Cluster analysis (dendrograms and k-means) is a multivariate method that searches for patterns in a data set by grouping the observations into clusters [
38]. This method partitions data to find a number of groupings (clusters), where the inter-point distances are smaller than distances to points outside [
39]. While data points within the cluster are similar (homogeneous), the clusters themselves are dissimilar to each other (heterogeneous) [
38]. The distance between the data determines the level of data similarity. The small distance between the data indicates a high similarity level of the data; in contrast, a greater distance between the data represents a low similarity level of the data [
38]. In the classical k-means approach, the researcher arbitrarily assumes the number of clusters [
39], or uses methods that assist with determining the optimal number (such as the analysis of the scree plot or the silhouette coefficient). In this study, an arbitrary number k = 2 was assumed, as it was expected to split data into two categories (two separate machines or two prevailing working categories: thinning or calamity cutting).
The variables available for analysis are numerous [S1], and possibly interrelated. Principal Component Analysis (PCA) reduces dimensionality of a data set, while retaining as much as possible of the variation [
40]. This is achieved by transforming variables from a data set (dimensions) to a new, smaller set of variables called the principal components (PCs), which are uncorrelated and ordered, so that the first few retain most of the variation present in all of the original variables [
40,
41]. The method is suitable when there are some statistical relationships between the original variables. Principal components are a linear combination of the observed (original) variables, with eigenvalues that represent the amount of influence on a particular PC. Additionally, the sign of a given eigenvalue gives an indication of positive or negative impact on PC [
42]. This facilitates an analysis of which original variables shape the particular PC, and if these are similar in meaning. If so, a particular PC might be seen as a representative of such a group of variables [
43]. It is assumed that the first few components contain most of the variability of the original data set [
44]. The Kaiser Criterion method (eigenvalue greater than one) was used to determine the number of principal components. This method assumes that each factor should explain the variability of at least one primary variable.

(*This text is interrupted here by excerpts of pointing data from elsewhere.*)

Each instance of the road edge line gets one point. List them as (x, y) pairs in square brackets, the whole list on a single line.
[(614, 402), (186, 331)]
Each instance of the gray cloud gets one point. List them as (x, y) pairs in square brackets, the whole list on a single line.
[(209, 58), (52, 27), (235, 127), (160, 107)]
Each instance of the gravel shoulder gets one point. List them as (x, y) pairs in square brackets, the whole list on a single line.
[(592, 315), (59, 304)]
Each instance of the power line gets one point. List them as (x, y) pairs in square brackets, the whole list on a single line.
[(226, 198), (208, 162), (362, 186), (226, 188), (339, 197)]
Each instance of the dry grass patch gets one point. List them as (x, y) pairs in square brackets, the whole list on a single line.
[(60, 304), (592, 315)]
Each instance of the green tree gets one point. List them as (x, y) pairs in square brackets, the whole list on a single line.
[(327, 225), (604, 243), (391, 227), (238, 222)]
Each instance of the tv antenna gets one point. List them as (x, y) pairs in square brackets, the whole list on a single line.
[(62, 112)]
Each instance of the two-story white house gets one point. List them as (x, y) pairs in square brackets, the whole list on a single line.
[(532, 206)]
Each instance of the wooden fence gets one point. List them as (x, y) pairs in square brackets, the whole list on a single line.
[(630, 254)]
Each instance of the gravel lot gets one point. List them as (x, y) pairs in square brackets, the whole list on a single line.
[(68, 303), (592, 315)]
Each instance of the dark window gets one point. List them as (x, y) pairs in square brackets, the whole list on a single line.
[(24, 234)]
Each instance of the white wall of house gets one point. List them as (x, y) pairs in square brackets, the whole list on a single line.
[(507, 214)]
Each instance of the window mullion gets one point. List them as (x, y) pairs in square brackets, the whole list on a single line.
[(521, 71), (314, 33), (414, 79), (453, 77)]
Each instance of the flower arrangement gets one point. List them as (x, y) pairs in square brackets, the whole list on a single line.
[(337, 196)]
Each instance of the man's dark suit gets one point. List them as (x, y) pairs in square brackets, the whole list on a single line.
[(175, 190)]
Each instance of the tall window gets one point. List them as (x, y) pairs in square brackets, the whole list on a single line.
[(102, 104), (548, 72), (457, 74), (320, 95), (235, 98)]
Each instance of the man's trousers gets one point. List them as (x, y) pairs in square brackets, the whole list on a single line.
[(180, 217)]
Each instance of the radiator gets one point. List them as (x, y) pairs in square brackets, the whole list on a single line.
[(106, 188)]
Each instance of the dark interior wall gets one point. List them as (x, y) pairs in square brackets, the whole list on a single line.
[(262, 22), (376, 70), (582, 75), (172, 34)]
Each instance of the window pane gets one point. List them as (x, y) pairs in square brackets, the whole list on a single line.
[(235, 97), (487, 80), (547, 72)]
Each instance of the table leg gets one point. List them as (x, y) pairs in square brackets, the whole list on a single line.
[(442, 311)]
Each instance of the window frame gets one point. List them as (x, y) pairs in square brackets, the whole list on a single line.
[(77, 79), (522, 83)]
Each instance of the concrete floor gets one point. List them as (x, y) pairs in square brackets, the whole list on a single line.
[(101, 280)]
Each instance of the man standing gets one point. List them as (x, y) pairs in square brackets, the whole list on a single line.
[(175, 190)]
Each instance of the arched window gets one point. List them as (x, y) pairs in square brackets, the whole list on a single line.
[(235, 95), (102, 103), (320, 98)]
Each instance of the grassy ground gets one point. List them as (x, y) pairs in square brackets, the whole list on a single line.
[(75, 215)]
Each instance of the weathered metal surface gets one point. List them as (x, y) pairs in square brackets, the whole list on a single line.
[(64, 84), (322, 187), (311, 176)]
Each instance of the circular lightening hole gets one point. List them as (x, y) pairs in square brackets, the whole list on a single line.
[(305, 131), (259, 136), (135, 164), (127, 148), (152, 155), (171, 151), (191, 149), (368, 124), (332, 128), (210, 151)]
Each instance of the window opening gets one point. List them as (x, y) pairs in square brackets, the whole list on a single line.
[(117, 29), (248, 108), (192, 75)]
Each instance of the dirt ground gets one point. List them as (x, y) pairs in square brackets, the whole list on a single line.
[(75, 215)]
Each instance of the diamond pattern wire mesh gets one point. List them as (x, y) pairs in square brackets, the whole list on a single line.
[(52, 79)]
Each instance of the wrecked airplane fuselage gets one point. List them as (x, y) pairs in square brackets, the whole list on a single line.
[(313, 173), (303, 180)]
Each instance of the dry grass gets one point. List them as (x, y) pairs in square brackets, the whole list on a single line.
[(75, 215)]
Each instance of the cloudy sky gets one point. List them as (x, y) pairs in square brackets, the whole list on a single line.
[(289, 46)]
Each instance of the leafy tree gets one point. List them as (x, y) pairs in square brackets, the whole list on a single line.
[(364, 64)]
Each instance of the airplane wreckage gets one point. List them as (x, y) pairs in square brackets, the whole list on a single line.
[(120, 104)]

All the analyses were conducted in the Statistica software package (Version 13.3, StatSoft Polska Sp. z oo, Kraków, Poland) [
45], at the significance level α = 0.05.
3. Results
Collected data made it possible to describe the work process of a mid-sized harvester in a way that previously had not always been possible. While some variables are widely used and analyzed (total daily volume/number of trees/fuel consumption, average productivity/tree volume, fuel consumption per hour or m
3), some were not often readily available (daily working time, distance travelled in low/high gear, operation times—positioning/processing/other) or not cited previously at all (machine utilization times in terms of engine revolutions, engine utilization times—work at various load levels) (
Table 1).
Mean daily productivity was different for both operators: 10.997 m3/h for machine A and 9.328 m3/h for machine B (p = 0.040), as well as the average amount of wood harvested per day: 96.92 m3 and 81.87 m3 (p = 0.037), respectively. Surprisingly, machine B cut a significantly higher number of trees per day (on average 502.6, compared to 404.6), while the average tree volume was not significantly different for both machines (0.302 m3 for A and 0.244 m3 for B). Shift time varied significantly between these two operators: for A it was 7.85 h per day (48% of days longer than 8 h), and for B, 8.77 h (75% of shifts were longer than 8 h, 8% shifts longer than 11 h). Despite this fact, the amount of fuel used per shift was not significantly different (115.2 vs. 107.7 L). While machine A needed 1.298 L for one cubic meter of harvested timber, and for B it was 1.358 l (the difference being non-significant), the average hourly fuel consumption was significantly lower for machine B (12.261 L) than for A (14.679 L) (p = 0.000).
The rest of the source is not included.